Фродль успокоил Клару относительно генерала: там все в порядке! Достойное воспитание, членство в солидных клубах, так что ей нечего опасаться. Правда, говорят, что во время своей индийской службы он слишком резко обходился со сторонниками Ганди. Для него, для Фродля, он остается образцовым военным, солдатом, который выполнял свой долг. К тому же — блестящий ум! А еще он автор труда о военной гигиене.

У Клары уже пошла кругом голова, а профессор продолжал ей рассказывать, что он занялся изучением истории генерала исключительно для ее супруга, в определенной степени по его заданию. А поскольку супруг ее сегодня здесь не присутствует… Из факта неприсутствия Георга на приеме вытекало, нет, скорее, этот факт способствовал тому, что профессор Фродль оказался весьма привлекательным мужчиной, настоящим мужчиной, как принято говорить, тем, кто умеет взять инициативу в свои руки.

У Клары бывали ужасные дни. Не столь важно, называть ли это мигренями или невротическими состояниями, как диагностировал их психиатр, к которому она обратилась: в эти дни и часы Клара отчетливо ощущала, как почва уходит у нее из-под ног, как все начинает кружиться. Как все привычные предметы вокруг, даже деревья в саду, даже вершины холмов Венского леса, видимые сквозь огромные окна дома, обычно такие приветливые, зеленые и залитые светом, начинали куда-то исчезать, распадаться, медленно кружиться, опускаться и проваливаться вместе с Кларой в мрачное пространство, заполненное болью. Она физически ощущала эту боль, ужасную, словно зубная боль, и сокрушительную, словно удар кулака.

«Нет, нет: вся эта боль — окружающий меня мир», — тихо сказала Клара, губы ее дрожали, и психиатр вытянул голову далеко вперед.

Георг старался не появляться на приемах, которые устраивала Клара, разве что заглядывал в самом конце, в завершение дня — но никогда раньше половины седьмого. К тому времени обычно уже садились за стол, и ему не приходилось общаться с каждым, кто сюда явился.

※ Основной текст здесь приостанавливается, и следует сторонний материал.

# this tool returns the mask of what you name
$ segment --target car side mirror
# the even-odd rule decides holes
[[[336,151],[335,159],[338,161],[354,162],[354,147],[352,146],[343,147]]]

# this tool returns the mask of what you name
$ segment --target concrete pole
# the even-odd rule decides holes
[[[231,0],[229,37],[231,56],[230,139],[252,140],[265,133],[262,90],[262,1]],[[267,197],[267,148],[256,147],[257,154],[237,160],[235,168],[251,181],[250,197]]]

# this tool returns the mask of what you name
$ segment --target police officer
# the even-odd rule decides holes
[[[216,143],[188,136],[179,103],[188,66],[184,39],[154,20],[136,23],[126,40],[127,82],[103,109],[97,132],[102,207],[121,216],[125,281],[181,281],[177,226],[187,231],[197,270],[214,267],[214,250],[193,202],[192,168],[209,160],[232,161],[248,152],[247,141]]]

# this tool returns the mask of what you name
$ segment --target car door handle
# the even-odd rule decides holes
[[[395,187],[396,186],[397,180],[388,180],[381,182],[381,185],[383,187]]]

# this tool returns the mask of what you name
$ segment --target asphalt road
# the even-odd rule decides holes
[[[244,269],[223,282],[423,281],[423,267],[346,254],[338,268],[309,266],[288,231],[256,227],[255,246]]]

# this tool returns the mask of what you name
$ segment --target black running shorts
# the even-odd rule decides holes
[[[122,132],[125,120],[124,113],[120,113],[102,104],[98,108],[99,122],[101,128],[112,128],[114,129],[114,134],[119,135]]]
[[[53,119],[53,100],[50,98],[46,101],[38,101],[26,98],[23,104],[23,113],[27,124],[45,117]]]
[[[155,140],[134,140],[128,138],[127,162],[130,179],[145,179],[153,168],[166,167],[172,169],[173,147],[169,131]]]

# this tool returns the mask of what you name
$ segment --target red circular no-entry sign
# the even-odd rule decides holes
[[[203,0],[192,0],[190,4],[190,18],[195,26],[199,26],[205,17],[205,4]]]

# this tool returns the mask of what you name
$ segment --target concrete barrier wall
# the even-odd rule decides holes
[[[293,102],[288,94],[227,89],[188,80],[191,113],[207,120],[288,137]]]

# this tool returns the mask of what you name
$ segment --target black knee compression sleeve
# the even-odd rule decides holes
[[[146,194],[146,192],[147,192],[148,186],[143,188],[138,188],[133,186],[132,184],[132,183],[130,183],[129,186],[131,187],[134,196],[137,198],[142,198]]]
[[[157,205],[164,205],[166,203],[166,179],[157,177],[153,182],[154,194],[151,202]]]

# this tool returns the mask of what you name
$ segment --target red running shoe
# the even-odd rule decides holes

Двое мужчин у окна завязли в долгой беседе. Хотя на приемах не поощрялось беседовать с одной и той же персоной дольше двух минут, это было неприлично, но в данном случае исключение было вполне допустимо, более того, оно даже приветствовалось: оба собеседника были политиками, принадлежавшими к двум разным партиям, партиям, которые на официальном уровне враждовали друг с другом, время от времени допуская самые грубые нападки на противную сторону.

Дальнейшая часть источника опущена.